Edward Parker and Michael Vermeer want a contest!
NIST [U.S. National Institute for Standards and Technology] and others in the cryptography community are carefully analyzing several PQC [post-quantum cryptography] algorithms to try to catch any potential vulnerabilities. But it’s almost impossible to mathematically prove the security of most cryptography algorithms. In practice, the strongest evidence for an algorithm’s security is simply that many experts have tried and failed to break it. The more people try to attack the new PQC algorithms and fail, the more likely it is that they are secure.
One possible option for further crowdsourcing the analysis of NIST’s final candidate PQC algorithms would be a contest in which the general public is invited to try to break them. As hundreds of companies that offer public bug bounties have discovered, crowdsourced penetration testing can be a very useful tool for improving cybersecurity. The U.S. Departments of Homeland Security and Defense have also recently experimented with offering bug bounties to anyone who discovers cyber vulnerabilities in the departments’ systems. A public contest certainly can’t replace a mathematical security analysis, but it could be a useful complement that provides additional evidence of the algorithms’ security. [Lawfare]

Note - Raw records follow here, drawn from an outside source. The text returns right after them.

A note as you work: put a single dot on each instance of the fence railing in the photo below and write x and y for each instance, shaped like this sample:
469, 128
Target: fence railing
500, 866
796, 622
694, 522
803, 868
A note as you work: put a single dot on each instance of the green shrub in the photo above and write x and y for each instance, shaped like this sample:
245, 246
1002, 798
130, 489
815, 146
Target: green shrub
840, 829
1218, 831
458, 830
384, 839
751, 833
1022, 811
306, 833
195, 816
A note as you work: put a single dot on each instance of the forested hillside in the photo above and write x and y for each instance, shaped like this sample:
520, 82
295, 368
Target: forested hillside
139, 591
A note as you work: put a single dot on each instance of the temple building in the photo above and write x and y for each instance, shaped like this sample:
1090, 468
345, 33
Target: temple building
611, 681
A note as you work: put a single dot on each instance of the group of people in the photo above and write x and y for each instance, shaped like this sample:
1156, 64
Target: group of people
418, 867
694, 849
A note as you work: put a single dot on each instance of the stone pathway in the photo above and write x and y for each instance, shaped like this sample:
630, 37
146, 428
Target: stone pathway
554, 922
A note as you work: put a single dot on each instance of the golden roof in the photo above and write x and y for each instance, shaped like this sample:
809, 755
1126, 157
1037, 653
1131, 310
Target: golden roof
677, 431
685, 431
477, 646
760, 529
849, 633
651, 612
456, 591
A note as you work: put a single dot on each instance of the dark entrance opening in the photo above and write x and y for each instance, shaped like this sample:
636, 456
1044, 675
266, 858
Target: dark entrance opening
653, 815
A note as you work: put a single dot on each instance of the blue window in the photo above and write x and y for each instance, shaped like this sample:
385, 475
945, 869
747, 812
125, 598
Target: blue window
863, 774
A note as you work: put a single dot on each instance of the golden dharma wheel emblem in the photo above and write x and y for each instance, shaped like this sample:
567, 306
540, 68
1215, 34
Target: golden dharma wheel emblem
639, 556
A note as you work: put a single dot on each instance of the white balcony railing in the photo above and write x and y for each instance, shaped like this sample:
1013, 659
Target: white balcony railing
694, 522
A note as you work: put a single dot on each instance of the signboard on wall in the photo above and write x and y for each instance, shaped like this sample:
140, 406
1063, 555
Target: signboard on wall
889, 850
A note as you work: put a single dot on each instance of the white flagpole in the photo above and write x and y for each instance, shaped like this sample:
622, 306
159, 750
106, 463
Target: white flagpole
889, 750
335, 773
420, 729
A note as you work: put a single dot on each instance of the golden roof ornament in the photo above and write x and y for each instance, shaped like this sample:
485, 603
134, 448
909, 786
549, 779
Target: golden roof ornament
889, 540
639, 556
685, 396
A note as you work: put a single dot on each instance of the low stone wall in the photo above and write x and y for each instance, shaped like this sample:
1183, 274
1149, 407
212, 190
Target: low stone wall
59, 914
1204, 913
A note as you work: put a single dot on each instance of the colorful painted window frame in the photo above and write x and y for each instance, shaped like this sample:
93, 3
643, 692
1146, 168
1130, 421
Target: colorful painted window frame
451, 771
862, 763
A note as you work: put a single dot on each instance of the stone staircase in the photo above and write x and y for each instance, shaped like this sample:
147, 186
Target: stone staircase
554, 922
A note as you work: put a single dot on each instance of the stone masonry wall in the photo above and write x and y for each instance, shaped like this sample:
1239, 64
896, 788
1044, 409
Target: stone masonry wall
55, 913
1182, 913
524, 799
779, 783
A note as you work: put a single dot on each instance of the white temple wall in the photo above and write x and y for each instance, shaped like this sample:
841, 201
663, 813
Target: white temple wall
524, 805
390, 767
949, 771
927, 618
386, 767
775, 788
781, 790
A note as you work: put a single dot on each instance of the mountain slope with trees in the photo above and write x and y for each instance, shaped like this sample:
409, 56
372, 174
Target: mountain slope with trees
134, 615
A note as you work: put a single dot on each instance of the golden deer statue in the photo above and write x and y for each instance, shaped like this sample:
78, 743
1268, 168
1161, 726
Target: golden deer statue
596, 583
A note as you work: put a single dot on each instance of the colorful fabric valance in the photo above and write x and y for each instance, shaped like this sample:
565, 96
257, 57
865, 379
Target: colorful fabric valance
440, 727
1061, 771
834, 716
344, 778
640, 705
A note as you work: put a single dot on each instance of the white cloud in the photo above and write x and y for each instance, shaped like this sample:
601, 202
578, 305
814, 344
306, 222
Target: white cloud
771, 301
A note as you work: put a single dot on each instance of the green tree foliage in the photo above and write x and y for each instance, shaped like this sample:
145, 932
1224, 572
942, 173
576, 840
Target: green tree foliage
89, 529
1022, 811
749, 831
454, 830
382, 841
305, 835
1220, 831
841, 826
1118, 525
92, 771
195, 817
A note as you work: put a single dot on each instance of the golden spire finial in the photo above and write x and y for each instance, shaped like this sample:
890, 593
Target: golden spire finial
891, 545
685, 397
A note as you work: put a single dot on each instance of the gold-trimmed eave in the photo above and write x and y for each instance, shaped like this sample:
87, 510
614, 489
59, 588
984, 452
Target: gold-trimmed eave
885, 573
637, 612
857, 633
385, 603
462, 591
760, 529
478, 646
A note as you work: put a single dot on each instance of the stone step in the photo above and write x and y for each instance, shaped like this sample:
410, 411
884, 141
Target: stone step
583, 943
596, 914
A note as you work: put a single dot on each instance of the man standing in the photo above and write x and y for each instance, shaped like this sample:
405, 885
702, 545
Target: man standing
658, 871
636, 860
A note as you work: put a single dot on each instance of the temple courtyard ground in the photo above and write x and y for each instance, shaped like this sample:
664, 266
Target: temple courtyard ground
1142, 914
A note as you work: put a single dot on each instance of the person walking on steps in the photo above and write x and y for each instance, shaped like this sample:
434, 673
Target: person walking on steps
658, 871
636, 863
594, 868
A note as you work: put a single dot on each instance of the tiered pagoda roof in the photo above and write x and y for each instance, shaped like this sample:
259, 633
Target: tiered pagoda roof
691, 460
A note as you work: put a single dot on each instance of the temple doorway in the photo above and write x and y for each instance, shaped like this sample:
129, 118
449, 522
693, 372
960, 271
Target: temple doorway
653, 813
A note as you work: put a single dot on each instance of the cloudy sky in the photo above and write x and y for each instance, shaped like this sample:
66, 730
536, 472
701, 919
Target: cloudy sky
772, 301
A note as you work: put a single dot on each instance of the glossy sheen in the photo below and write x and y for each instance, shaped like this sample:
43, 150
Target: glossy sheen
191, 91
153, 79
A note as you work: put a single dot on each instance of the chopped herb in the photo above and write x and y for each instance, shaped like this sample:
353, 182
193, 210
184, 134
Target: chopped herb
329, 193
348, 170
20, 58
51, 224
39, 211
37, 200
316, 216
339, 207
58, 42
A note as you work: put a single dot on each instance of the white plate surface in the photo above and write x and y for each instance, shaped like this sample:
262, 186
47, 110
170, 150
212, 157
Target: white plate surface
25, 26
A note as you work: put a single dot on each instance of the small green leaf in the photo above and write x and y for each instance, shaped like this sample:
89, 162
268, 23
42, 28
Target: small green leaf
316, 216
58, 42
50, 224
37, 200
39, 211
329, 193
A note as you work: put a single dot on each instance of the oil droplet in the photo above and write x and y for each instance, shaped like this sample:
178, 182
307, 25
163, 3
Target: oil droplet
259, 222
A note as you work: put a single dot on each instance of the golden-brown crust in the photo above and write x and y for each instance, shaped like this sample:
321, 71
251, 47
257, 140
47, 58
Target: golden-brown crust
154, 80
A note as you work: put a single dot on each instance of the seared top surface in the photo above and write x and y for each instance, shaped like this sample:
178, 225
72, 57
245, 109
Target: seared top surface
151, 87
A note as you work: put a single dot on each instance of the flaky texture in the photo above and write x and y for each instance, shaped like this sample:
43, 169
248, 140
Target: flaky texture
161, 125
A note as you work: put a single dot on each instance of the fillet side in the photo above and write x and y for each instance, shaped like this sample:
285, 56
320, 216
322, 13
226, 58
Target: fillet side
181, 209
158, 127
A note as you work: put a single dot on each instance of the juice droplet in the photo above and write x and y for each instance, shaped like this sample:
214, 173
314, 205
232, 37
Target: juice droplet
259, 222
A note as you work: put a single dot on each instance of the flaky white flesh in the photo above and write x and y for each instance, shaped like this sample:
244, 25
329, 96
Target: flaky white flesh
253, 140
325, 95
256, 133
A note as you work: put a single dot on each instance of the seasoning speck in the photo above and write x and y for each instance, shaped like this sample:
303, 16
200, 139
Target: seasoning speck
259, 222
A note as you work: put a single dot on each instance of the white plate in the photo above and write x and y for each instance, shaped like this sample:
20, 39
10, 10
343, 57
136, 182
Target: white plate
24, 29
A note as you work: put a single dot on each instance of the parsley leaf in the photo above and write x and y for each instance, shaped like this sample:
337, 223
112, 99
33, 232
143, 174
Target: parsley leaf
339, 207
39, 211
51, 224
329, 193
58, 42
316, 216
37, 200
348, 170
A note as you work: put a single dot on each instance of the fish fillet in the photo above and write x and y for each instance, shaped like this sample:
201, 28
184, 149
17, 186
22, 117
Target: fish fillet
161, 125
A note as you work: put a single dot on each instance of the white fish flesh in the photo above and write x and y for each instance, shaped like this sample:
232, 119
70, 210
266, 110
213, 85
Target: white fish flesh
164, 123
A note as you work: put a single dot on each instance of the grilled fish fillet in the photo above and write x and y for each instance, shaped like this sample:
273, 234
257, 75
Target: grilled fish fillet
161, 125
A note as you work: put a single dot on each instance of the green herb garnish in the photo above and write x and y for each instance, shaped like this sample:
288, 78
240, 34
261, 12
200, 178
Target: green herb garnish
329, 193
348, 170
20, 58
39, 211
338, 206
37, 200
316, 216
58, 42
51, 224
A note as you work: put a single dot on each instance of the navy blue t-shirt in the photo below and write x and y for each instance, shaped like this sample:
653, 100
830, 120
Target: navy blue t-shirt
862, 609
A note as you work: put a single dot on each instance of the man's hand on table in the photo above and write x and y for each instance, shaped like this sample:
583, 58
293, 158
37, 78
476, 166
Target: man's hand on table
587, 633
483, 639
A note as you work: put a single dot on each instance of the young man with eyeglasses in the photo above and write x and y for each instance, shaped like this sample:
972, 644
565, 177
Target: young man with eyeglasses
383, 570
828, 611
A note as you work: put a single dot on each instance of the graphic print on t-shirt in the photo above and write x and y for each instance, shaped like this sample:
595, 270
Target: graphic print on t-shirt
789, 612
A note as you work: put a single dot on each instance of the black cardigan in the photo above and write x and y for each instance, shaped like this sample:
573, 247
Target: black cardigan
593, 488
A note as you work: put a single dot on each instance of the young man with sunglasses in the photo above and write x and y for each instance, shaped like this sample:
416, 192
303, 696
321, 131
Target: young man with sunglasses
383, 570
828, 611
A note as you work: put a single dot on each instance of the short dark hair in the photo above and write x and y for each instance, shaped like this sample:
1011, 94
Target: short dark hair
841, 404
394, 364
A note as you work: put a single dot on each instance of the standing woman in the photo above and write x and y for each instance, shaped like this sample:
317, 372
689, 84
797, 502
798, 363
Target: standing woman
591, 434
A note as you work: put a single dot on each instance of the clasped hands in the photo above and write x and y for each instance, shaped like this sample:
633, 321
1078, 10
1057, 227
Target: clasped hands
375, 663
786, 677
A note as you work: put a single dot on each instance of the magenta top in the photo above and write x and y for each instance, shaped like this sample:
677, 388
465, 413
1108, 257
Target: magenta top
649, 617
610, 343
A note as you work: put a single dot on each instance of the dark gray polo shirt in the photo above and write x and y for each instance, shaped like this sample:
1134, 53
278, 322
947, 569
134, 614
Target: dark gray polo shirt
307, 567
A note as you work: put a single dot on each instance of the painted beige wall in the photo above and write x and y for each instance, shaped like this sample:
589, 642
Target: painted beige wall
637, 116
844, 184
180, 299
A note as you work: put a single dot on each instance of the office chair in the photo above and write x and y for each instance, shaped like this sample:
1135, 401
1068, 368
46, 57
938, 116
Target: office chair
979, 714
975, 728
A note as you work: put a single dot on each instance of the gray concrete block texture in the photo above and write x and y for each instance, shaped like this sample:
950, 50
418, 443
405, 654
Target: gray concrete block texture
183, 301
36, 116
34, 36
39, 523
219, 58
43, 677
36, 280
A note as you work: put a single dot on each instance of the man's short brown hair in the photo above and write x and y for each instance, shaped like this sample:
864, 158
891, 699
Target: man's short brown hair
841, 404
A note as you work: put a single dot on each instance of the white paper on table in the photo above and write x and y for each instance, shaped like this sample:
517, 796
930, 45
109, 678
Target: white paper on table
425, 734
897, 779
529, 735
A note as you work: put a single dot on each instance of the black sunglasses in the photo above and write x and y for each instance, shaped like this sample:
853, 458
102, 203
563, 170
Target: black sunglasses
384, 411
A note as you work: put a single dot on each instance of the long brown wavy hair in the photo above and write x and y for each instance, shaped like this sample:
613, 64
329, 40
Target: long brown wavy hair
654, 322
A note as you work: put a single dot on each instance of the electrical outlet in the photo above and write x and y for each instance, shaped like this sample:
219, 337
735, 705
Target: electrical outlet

Parker and Vermeer address and repudiate the usual objections to such a contest, and I tend to agree – let “the public,” a necessarily self-selecting group of mathematicians, both professional and amateurs, have a go at it. Both cash and notoriety will accrue to anyone who actually finds a weakness in any of the algorithms.
And may result in the development of new mathematical techniques and tools. Win-win?